Solid Oxide Fuel Cells (SOFCs) are considered fairly flexible in terms of employed fuel since the high operating temperature allows direct internal conversion of hydrocarbons to hydrogen. When fed with coal-derived syngas, significant fluctuations in the fuel composition are expected; hence, the study of the fuel cell response to sudden composition changes is a problem of interest. The fuel manifold is an essential component of a fuel cell system, since every change in the fuel upstream is delayed through the manifold before impacting the fuel cell performance. An accurate model of the manifold is extremely important to determine how the fuel cell can handle fuel composition variations.

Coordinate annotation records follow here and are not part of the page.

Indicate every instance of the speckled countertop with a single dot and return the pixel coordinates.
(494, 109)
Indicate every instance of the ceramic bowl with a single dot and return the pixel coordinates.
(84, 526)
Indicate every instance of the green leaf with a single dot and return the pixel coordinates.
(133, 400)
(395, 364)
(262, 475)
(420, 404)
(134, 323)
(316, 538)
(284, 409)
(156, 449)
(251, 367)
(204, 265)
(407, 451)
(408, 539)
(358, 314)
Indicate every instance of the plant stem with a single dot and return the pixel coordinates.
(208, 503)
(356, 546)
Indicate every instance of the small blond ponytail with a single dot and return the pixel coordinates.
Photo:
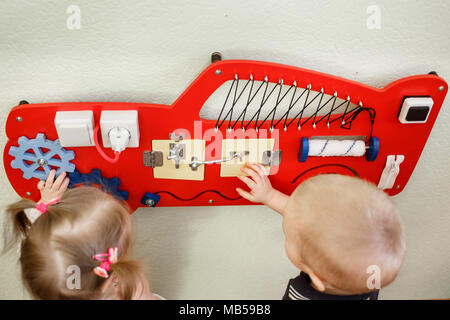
(131, 279)
(20, 223)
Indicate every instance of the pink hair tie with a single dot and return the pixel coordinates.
(42, 207)
(107, 260)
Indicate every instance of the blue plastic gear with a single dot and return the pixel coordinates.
(41, 160)
(95, 177)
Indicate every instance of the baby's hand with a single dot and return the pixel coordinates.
(52, 189)
(261, 190)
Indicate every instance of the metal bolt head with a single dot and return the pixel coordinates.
(41, 162)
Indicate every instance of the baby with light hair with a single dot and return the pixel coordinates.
(343, 233)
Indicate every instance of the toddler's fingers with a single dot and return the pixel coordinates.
(41, 184)
(245, 194)
(255, 176)
(50, 179)
(65, 184)
(58, 181)
(249, 182)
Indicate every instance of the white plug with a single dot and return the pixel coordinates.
(120, 138)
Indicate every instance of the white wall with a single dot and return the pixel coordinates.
(149, 51)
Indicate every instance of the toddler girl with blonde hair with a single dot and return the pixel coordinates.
(82, 229)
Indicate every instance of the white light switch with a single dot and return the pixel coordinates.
(75, 128)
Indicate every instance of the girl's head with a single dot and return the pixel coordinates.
(62, 242)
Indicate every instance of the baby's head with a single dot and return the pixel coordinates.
(337, 226)
(62, 241)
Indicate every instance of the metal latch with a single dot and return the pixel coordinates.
(195, 163)
(152, 158)
(271, 158)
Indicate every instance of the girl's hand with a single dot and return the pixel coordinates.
(261, 190)
(51, 188)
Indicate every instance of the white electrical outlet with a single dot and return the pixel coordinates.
(127, 119)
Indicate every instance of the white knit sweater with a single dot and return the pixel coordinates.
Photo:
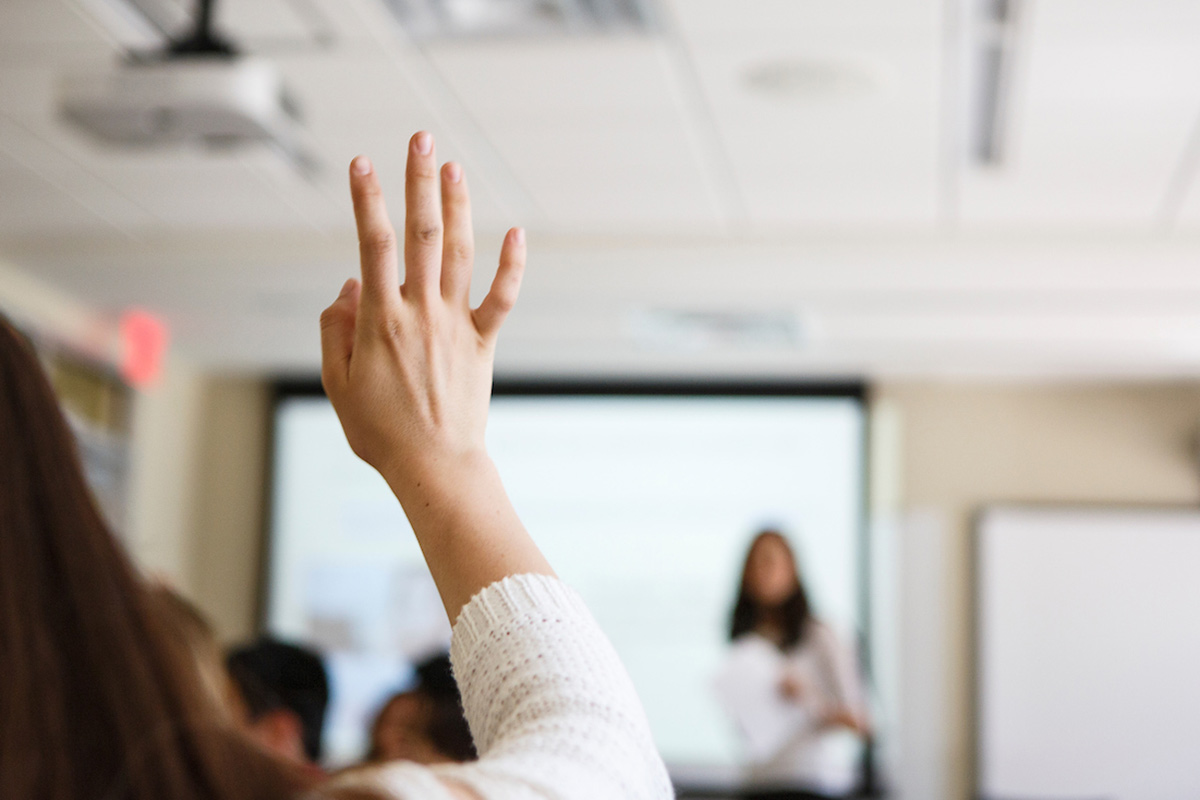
(550, 705)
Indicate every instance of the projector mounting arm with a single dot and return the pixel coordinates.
(203, 41)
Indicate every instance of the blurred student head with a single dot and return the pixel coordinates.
(772, 600)
(97, 697)
(283, 691)
(425, 725)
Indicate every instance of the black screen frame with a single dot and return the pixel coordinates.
(853, 390)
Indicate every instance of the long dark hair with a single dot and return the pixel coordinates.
(792, 615)
(99, 701)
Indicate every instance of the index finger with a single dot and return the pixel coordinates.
(377, 238)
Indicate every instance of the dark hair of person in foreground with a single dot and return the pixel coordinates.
(771, 595)
(425, 723)
(97, 698)
(273, 677)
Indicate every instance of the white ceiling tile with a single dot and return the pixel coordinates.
(29, 25)
(610, 175)
(31, 205)
(747, 22)
(209, 193)
(867, 157)
(274, 20)
(561, 77)
(593, 130)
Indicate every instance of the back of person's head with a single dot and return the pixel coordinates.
(97, 699)
(285, 691)
(425, 723)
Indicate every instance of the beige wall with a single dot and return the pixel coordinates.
(966, 446)
(199, 462)
(955, 447)
(228, 524)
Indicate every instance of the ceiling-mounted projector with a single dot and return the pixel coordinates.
(199, 90)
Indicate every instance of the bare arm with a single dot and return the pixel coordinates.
(408, 368)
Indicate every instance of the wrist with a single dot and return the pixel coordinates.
(436, 477)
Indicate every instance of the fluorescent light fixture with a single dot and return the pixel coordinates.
(805, 79)
(426, 19)
(993, 29)
(701, 330)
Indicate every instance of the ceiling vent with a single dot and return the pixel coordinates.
(691, 330)
(431, 19)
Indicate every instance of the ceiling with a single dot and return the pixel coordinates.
(805, 160)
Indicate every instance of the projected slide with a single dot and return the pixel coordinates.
(645, 504)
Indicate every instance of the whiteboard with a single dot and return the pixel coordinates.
(1087, 638)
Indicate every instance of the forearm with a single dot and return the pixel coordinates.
(466, 525)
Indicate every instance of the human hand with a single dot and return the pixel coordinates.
(793, 687)
(843, 717)
(408, 368)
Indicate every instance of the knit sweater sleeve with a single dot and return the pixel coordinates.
(551, 708)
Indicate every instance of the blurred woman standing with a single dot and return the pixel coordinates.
(814, 747)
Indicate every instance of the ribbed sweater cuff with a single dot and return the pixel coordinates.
(508, 600)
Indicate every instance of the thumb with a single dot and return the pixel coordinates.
(337, 337)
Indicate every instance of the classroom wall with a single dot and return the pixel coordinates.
(964, 446)
(199, 469)
(945, 450)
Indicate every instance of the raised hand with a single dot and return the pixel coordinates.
(408, 368)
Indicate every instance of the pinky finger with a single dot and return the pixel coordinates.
(505, 287)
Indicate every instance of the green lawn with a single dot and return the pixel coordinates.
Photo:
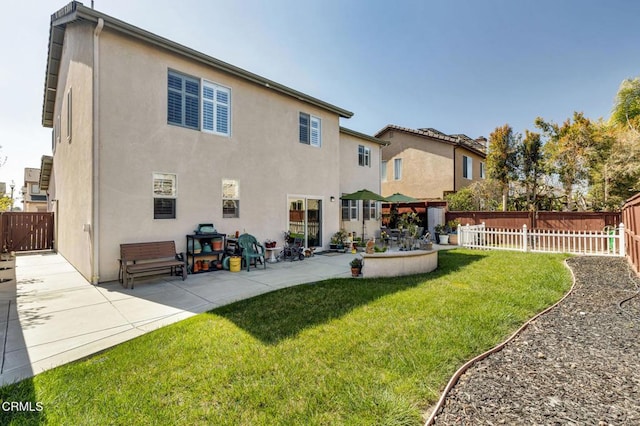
(342, 351)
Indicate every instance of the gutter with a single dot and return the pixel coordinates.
(94, 230)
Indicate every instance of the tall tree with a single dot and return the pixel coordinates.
(530, 159)
(626, 110)
(568, 151)
(502, 159)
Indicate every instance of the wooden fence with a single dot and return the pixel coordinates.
(23, 231)
(631, 219)
(575, 221)
(608, 242)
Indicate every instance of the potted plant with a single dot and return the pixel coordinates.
(356, 266)
(452, 230)
(442, 234)
(338, 240)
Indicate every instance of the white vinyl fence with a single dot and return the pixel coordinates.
(609, 242)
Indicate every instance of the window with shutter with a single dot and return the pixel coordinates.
(310, 129)
(183, 100)
(216, 108)
(467, 167)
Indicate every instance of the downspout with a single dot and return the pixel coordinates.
(95, 199)
(454, 167)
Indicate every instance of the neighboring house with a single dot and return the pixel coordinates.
(360, 157)
(34, 199)
(151, 138)
(428, 164)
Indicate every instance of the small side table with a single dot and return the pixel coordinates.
(271, 254)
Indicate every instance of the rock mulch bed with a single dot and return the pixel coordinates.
(577, 364)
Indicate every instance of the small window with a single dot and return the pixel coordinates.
(370, 209)
(364, 156)
(310, 130)
(467, 167)
(164, 196)
(230, 198)
(349, 210)
(397, 169)
(183, 100)
(216, 109)
(69, 116)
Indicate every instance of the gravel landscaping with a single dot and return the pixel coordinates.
(576, 364)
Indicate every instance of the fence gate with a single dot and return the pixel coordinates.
(24, 231)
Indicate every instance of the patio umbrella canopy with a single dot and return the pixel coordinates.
(363, 195)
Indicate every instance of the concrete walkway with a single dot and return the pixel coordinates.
(51, 315)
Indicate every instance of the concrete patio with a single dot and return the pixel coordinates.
(51, 315)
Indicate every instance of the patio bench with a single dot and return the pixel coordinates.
(150, 258)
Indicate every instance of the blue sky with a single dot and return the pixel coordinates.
(460, 66)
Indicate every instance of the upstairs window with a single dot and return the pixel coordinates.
(183, 106)
(349, 210)
(364, 156)
(397, 169)
(216, 102)
(164, 196)
(310, 129)
(230, 198)
(467, 167)
(370, 209)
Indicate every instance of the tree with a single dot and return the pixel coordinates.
(530, 160)
(568, 151)
(501, 159)
(5, 203)
(626, 110)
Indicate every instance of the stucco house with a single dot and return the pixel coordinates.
(428, 164)
(152, 138)
(34, 199)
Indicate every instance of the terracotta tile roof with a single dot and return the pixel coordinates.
(456, 139)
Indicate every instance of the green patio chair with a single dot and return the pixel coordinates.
(251, 250)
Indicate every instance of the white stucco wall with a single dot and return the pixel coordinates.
(263, 153)
(72, 157)
(354, 178)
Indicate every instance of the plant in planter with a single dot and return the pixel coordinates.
(356, 266)
(442, 234)
(338, 240)
(452, 230)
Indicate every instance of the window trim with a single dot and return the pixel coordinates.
(467, 167)
(159, 196)
(312, 133)
(183, 97)
(364, 156)
(235, 199)
(351, 209)
(397, 171)
(216, 88)
(369, 207)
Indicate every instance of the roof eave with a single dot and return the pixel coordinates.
(364, 136)
(77, 11)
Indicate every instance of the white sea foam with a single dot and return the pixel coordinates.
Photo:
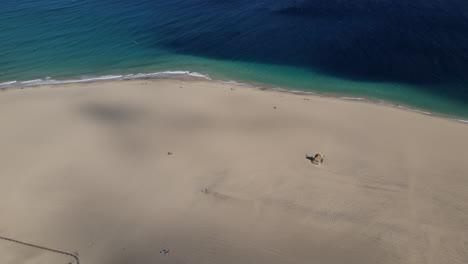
(50, 81)
(178, 74)
(240, 84)
(352, 98)
(8, 83)
(32, 81)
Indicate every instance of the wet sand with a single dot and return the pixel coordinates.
(86, 168)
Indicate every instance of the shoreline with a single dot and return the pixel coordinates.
(195, 76)
(124, 169)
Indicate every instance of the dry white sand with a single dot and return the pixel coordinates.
(85, 168)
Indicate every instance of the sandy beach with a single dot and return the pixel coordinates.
(216, 173)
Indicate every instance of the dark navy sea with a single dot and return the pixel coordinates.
(410, 52)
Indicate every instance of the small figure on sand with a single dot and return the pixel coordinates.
(317, 159)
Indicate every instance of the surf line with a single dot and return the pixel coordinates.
(73, 255)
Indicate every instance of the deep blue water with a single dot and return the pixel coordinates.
(412, 52)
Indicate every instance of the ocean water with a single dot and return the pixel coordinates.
(414, 53)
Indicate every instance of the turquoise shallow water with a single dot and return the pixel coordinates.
(65, 40)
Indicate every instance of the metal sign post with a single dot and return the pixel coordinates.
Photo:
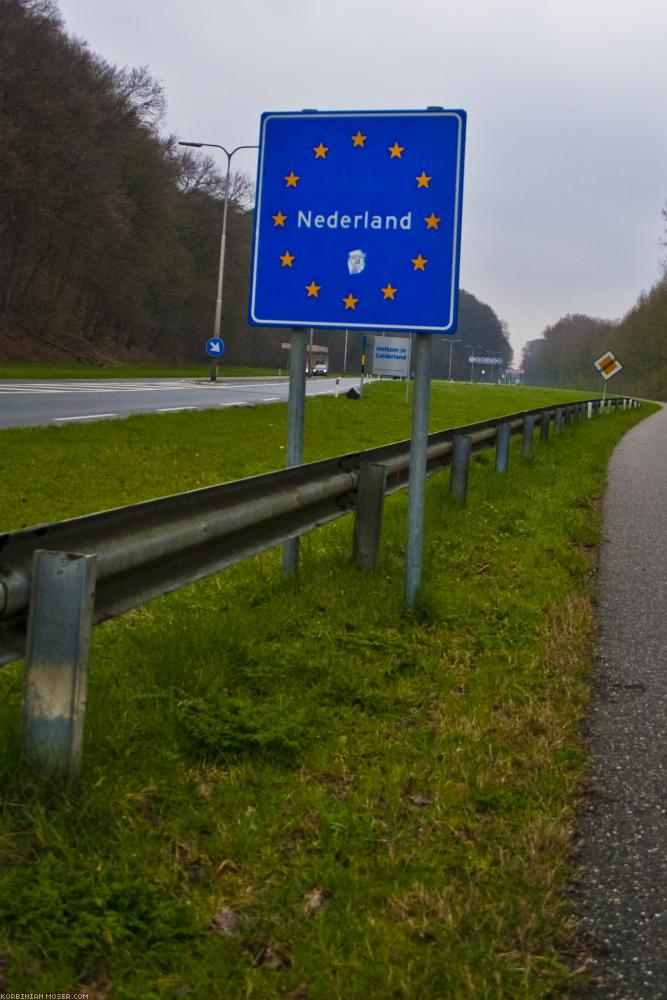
(608, 365)
(215, 348)
(418, 458)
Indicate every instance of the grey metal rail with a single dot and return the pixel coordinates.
(57, 580)
(149, 549)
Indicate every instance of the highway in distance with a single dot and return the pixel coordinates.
(34, 402)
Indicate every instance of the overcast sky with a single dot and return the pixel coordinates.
(566, 159)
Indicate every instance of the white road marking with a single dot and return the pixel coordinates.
(89, 416)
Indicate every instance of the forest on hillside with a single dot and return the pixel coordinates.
(110, 232)
(564, 354)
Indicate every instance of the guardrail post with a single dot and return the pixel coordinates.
(368, 519)
(545, 420)
(59, 626)
(296, 408)
(503, 435)
(558, 420)
(458, 480)
(528, 430)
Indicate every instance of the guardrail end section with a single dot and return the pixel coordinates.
(458, 481)
(60, 621)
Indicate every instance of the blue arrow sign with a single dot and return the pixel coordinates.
(358, 220)
(215, 347)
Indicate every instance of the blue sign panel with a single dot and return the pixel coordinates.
(358, 220)
(215, 347)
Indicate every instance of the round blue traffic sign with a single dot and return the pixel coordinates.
(215, 347)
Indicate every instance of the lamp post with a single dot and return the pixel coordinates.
(223, 238)
(451, 344)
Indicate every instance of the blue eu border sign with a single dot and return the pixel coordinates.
(358, 220)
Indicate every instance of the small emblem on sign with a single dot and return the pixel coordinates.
(356, 261)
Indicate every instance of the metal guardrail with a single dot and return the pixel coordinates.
(56, 580)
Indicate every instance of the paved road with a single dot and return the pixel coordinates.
(25, 403)
(623, 896)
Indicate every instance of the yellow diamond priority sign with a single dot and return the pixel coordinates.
(608, 365)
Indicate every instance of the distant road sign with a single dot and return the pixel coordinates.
(358, 220)
(215, 347)
(608, 365)
(391, 356)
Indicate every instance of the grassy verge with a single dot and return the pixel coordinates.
(79, 371)
(304, 791)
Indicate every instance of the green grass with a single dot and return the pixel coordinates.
(304, 784)
(78, 371)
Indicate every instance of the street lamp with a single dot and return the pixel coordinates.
(223, 238)
(473, 348)
(451, 344)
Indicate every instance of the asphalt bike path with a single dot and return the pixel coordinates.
(33, 402)
(622, 898)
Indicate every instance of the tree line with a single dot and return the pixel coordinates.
(565, 353)
(110, 232)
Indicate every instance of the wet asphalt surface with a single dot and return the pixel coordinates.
(622, 898)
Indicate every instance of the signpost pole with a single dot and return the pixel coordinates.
(363, 365)
(296, 406)
(418, 460)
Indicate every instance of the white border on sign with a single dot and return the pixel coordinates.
(344, 324)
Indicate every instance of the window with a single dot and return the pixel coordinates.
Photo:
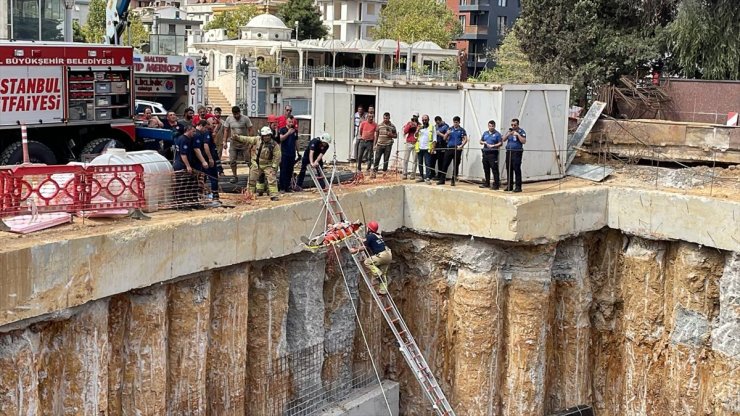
(501, 22)
(337, 11)
(300, 106)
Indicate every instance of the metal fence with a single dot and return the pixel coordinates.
(294, 75)
(308, 381)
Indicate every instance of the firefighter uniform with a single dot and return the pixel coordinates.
(265, 159)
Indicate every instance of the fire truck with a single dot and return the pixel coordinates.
(73, 99)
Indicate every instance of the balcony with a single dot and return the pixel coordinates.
(167, 44)
(303, 76)
(474, 6)
(474, 32)
(477, 60)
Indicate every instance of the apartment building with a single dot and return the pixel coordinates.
(484, 23)
(349, 20)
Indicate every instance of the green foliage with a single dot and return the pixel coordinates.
(512, 64)
(139, 35)
(415, 20)
(231, 20)
(587, 43)
(705, 38)
(267, 66)
(77, 34)
(94, 29)
(308, 17)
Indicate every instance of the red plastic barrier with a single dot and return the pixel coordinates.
(65, 188)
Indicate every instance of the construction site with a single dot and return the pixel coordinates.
(608, 286)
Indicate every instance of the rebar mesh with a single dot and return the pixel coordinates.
(307, 381)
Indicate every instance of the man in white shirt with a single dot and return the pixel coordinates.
(360, 116)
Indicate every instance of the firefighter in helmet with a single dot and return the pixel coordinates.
(265, 159)
(380, 256)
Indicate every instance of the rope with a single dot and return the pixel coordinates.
(362, 331)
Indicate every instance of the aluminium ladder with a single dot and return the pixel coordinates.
(410, 351)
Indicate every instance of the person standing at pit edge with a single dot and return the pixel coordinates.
(457, 138)
(314, 156)
(491, 142)
(515, 139)
(236, 126)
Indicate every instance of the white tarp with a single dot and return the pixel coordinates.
(541, 108)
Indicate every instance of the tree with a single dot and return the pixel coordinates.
(231, 20)
(94, 29)
(77, 34)
(704, 39)
(587, 43)
(512, 64)
(414, 20)
(139, 34)
(308, 17)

In this work, a real-time model of a fuel manifold for a SOFC stack was developed. The model included a fuel valve, a pipe, and a distribution system of the fuel in the channels, and it was incorporated in a previously developed real-time, distributed model of a SOFC. Darcy equation for pressure losses and ideal gas law for the fuel properties were employed, ensuring the required computational time of 30 ms could be met. A parametric analysis was performed varying the geometry and the fuel conditions (composition, mass flow rate, temperature, and pressure) in order to ensure the validity of the assumptions in the operative range of interest.
The residence time in the manifold volume was evaluated with the model, and a composition change was applied to the inlet fuel in order to analyze the time delay. These aspects appeared to be very critical in a view of real-time control of the fuel cell dynamics.